Wolfe Research said Tuesday it anticipates a near-term agreement with Iran, while cautioning that sustained high oil prices could become a negative shock to U.S. equity markets if inflation does not retreat from elevated levels.
The firm said its monitoring remains squarely focused on activity in the Strait of Hormuz and on actual ship traffic patterns. According to the research note, in the absence of a formal Iran agreement, a hotter-than-expected inflation print could act as a catalyst for a selloff in U.S. stock indices.
Wolfe highlighted recent signs of a strengthening labor market. Friday’s jobs report came in stronger than anticipated, the firm said, leaving the economy in a position where additional positive data could paradoxically weigh on markets by raising the odds of further Federal Reserve rate hikes aimed at tamping down inflation.
The research house described trading conditions as having grown frothy in pockets of the market in the run-up to Friday. It pointed out that among the 20 best-performing names in the S&P 500 year-to-date, every company is tied to artificial intelligence-related themes.
Wolfe cautioned that the momentum factor appears extended and therefore vulnerable to reversal during bouts of volatility. The firm also noted a sharp drop in correlations between stocks since the March 30 market low, with cross-sector correlations remaining low through the year.

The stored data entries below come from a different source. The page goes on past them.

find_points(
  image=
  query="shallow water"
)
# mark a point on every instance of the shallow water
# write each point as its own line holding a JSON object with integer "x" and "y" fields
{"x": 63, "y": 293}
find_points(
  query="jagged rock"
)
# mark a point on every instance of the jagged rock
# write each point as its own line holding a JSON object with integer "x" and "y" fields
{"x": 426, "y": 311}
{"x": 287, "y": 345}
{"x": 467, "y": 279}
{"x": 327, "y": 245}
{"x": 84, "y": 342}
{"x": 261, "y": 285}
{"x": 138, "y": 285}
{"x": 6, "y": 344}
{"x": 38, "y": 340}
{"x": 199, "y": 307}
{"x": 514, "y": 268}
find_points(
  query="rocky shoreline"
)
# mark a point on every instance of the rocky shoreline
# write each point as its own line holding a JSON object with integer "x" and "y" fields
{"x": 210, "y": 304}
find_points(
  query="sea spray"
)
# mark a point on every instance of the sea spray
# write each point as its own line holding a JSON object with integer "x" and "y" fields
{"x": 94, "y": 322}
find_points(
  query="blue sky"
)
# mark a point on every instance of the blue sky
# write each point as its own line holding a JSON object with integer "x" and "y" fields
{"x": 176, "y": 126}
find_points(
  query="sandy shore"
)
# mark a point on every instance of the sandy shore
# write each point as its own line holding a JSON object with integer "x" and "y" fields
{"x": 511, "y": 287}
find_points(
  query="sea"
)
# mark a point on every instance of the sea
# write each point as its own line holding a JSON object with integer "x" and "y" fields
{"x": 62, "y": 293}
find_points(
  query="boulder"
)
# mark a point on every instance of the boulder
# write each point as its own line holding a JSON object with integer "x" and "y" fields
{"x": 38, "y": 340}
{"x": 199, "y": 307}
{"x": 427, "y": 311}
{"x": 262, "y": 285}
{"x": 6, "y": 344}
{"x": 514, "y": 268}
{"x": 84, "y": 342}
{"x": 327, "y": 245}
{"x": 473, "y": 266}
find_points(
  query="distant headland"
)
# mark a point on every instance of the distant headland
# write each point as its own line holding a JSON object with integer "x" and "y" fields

Any broadening of market participation across multiple sectors, Wolfe said, would likely be temporary. The research note emphasized the growing role of exchange-traded funds and retail investors in shaping market direction, observing that passive fund flows have tended to favor the largest sectors and the biggest constituents of the S&P 500.
Technology companies continue to benefit from this market structure, the firm added. Wolfe argued that if higher energy costs slow overall economic growth, investors will probably prefer businesses with strong secular growth trajectories relative to the broader market.
Finally, Wolfe dismissed the idea that recent mega-cap initial public offerings are evidence of a market top, framing those deals instead as a sign of rising investor confidence.
Key points
- Wolfe Research expects a near-term resolution with Iran and is closely watching the Strait of Hormuz and ship traffic - sectors impacted include energy and shipping.
- Persistently high oil prices and stronger inflation could prompt Fed rate-hike expectations and pressure U.S. equities, particularly momentum-driven segments - sectors impacted include equities and fixed income.
- Market gains are concentrated in AI-related technology names, aided by passive flows and retail participation, leaving breadth fragile - sectors impacted include technology and passive investment vehicles.
Risks and uncertainties
- Ongoing elevated oil prices could keep inflation above expectations and trigger equity selloffs - affects energy, inflation-sensitive consumer sectors, and overall market stability.
- A stronger labor market and continued upside surprises in employment data may increase the probability of additional Fed tightening, which would pressure risk assets - impacts fixed income and equities.
- Concentration of gains among a small group of AI-linked names and the dominance of passive flows mean any reversal in momentum could be rapid and uneven - impacts technology stocks and ETF-driven market dynamics.